André Kuzer passou pela estrada que liga os municípios de Figueiró dos Vinhos e Castanheira de Pera, em Portugal, minutos antes de ela ser engolida pelas chamas. No contexto da maior tragédia do país, o local recebeu o nome de Estrada da Mortedepois que 47 corpos foram encontrados naquele trecho. Eram de pessoas que morreram carbonizadas enquanto tentavam escapar do gigante incêndio que teve início em Pedrógão Grande, no último sábado (16), e que, até o momento, deixou 64 mortos.

Filho de um brasileiro, o arquiteto português de 40 anos estava em sua residência de Mosteiro, aldeia a cerca de seis quilômetros da região onde o incêndio teve início. “De longe eu conseguia ver o fogo, mas parecia controlado”, relata ao Portal da Band.
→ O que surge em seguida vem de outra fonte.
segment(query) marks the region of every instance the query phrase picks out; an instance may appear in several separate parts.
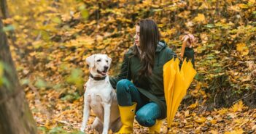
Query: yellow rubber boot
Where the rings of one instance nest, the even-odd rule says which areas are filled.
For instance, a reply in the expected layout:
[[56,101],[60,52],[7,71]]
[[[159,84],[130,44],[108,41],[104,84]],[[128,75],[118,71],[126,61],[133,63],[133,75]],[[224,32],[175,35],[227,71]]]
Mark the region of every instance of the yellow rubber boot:
[[118,106],[120,112],[122,127],[116,134],[130,134],[133,131],[133,121],[135,116],[136,106],[137,104],[133,103],[132,106]]
[[160,133],[160,130],[162,125],[162,120],[157,120],[155,124],[152,126],[149,127],[149,131],[150,134],[153,133]]

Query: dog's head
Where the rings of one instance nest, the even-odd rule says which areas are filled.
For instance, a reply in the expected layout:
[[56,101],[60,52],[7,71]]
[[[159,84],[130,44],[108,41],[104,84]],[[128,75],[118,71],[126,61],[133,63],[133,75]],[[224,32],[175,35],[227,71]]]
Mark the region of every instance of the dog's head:
[[86,58],[90,72],[94,77],[105,76],[109,69],[112,59],[106,54],[93,54]]

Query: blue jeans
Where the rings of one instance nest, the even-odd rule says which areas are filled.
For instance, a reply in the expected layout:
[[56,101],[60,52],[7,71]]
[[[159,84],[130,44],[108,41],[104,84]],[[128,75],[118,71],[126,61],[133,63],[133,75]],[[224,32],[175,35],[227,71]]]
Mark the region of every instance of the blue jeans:
[[128,80],[123,79],[117,84],[117,102],[120,106],[128,106],[136,102],[135,119],[139,125],[151,127],[160,116],[160,109],[158,104],[149,101]]

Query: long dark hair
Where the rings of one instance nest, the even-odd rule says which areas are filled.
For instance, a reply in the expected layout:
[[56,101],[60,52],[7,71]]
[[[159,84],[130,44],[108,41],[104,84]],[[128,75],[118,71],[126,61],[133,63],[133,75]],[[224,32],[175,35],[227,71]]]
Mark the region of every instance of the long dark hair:
[[[139,29],[139,49],[142,67],[139,75],[148,76],[152,74],[155,56],[155,49],[160,41],[160,32],[157,24],[150,19],[141,20],[136,24]],[[135,51],[138,54],[138,50]]]

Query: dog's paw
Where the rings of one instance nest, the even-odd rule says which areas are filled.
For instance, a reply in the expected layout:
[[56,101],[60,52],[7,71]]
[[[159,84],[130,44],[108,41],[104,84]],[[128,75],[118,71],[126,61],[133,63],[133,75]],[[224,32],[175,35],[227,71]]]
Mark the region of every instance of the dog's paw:
[[80,131],[81,131],[81,132],[84,132],[84,131],[85,131],[85,127],[82,127],[80,128]]

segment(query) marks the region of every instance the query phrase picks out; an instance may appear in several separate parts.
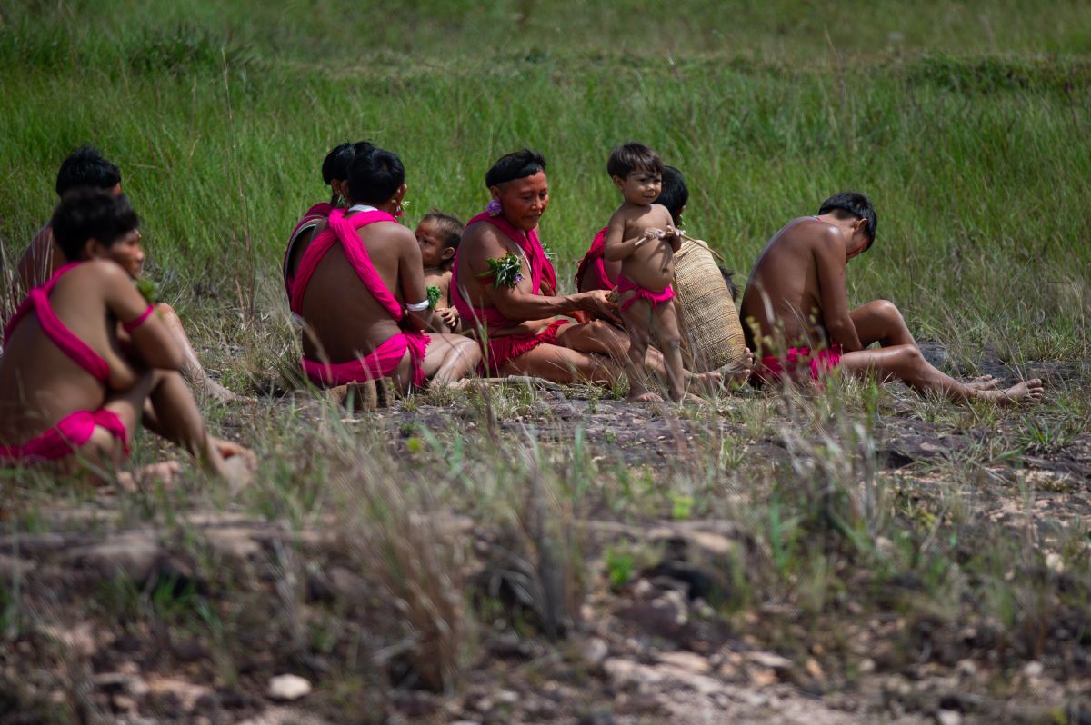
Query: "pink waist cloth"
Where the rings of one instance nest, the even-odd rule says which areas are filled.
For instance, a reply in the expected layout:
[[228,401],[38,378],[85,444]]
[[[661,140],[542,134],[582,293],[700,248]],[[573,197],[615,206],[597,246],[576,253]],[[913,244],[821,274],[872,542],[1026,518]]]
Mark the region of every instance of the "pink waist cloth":
[[508,360],[530,352],[540,345],[556,345],[556,335],[561,328],[572,323],[567,319],[554,319],[549,327],[537,335],[503,335],[501,337],[489,337],[482,346],[484,360],[481,362],[483,368],[492,375],[499,375],[500,368]]
[[805,365],[811,379],[820,380],[841,364],[841,346],[839,345],[822,350],[812,350],[806,346],[789,348],[783,358],[764,355],[756,374],[767,383],[776,383],[786,374],[793,375]]
[[674,288],[670,285],[664,287],[661,292],[652,292],[649,289],[640,287],[628,277],[618,275],[618,294],[624,294],[625,292],[636,292],[636,294],[621,303],[622,312],[625,312],[637,300],[647,300],[651,303],[651,309],[655,310],[664,302],[670,302],[674,299]]
[[77,410],[70,413],[57,425],[24,444],[0,446],[0,462],[33,463],[60,460],[87,443],[96,425],[109,431],[124,446],[125,456],[129,455],[125,424],[113,411],[99,408],[95,411]]
[[401,333],[388,338],[363,358],[343,363],[321,363],[302,358],[303,372],[315,385],[334,386],[348,383],[367,383],[387,377],[401,362],[406,350],[412,363],[412,384],[423,387],[428,382],[421,362],[431,338],[420,333]]

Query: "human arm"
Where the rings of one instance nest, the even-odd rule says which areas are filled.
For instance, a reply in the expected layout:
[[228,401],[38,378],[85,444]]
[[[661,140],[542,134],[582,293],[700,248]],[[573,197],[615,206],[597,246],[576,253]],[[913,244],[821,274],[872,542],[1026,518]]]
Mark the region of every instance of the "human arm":
[[[406,304],[406,319],[409,326],[420,331],[443,333],[442,321],[435,311],[428,306],[428,286],[424,282],[424,265],[420,258],[420,246],[417,238],[405,227],[399,227],[398,234],[398,287]],[[415,310],[420,303],[425,303],[422,310]]]
[[184,364],[182,349],[155,307],[137,291],[132,277],[113,262],[95,264],[101,269],[106,307],[128,334],[128,353],[148,367],[180,371]]
[[831,243],[816,244],[813,251],[815,271],[818,278],[818,299],[822,304],[822,322],[829,336],[829,342],[841,346],[844,352],[863,350],[856,326],[849,315],[849,295],[844,286],[846,259],[840,232]]

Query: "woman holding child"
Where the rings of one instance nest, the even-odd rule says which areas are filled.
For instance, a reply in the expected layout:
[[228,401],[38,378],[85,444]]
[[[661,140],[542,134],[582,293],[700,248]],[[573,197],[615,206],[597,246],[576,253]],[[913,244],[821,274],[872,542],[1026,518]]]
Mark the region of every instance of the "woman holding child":
[[128,455],[143,414],[212,473],[249,479],[253,454],[205,431],[179,374],[182,351],[133,283],[144,252],[128,200],[71,192],[52,233],[75,262],[31,290],[4,329],[0,466],[52,462],[72,472],[79,458],[100,475]]

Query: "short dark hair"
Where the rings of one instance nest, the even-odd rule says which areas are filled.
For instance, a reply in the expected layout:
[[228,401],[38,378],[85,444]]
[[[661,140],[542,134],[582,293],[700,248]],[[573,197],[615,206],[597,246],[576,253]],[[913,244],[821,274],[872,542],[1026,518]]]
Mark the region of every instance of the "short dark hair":
[[839,212],[843,215],[850,215],[856,219],[866,219],[867,226],[864,228],[864,233],[867,234],[867,246],[864,247],[866,252],[875,243],[875,230],[878,228],[879,219],[875,215],[875,207],[872,206],[871,201],[854,191],[842,191],[834,194],[818,207],[818,214],[830,214],[832,212]]
[[[424,223],[425,221],[431,221],[435,225],[440,237],[443,239],[443,249],[458,251],[458,242],[463,240],[463,229],[466,228],[458,217],[444,214],[440,209],[431,209],[421,217],[420,223]],[[448,259],[444,263],[443,267],[448,268],[454,263],[454,259]]]
[[88,239],[111,246],[139,226],[140,218],[124,194],[115,196],[87,186],[64,194],[51,222],[53,239],[69,262],[80,259]]
[[325,160],[322,161],[322,181],[326,184],[334,179],[344,181],[348,179],[348,167],[357,154],[371,150],[375,144],[370,141],[358,141],[355,144],[345,142],[329,149]]
[[662,204],[671,213],[675,227],[682,226],[682,207],[690,201],[690,188],[685,185],[685,177],[673,166],[663,167],[663,188],[659,192],[656,204]]
[[536,150],[524,148],[501,156],[484,174],[484,185],[488,188],[506,184],[516,179],[532,177],[546,170],[546,157]]
[[356,154],[348,166],[348,193],[353,202],[384,204],[405,180],[406,169],[398,155],[377,146]]
[[637,169],[662,173],[663,161],[659,158],[659,154],[635,141],[622,144],[610,152],[610,158],[607,159],[607,173],[611,178],[621,177],[624,179]]
[[63,196],[77,186],[110,190],[121,183],[121,171],[94,146],[81,146],[61,161],[57,172],[57,195]]

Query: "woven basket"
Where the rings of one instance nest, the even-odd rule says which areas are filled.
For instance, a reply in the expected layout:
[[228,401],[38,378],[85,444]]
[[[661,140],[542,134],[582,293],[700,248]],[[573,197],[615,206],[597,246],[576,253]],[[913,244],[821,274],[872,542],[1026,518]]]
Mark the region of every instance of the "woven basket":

Duas horas depois, lembra o português, tudo ficou na mais completa escuridão. “Avistei ‘tsunamis’ de fogo consumindo uma enorme encosta em segundos. Ventava muito e já era possível sentir um enorme calor nesse vento. Minha primeira reação foi pegar uma mangueira e regar a casa. Eu nunca tinha vivenciado algo assim, não sabia o que fazer e nem como me proteger.”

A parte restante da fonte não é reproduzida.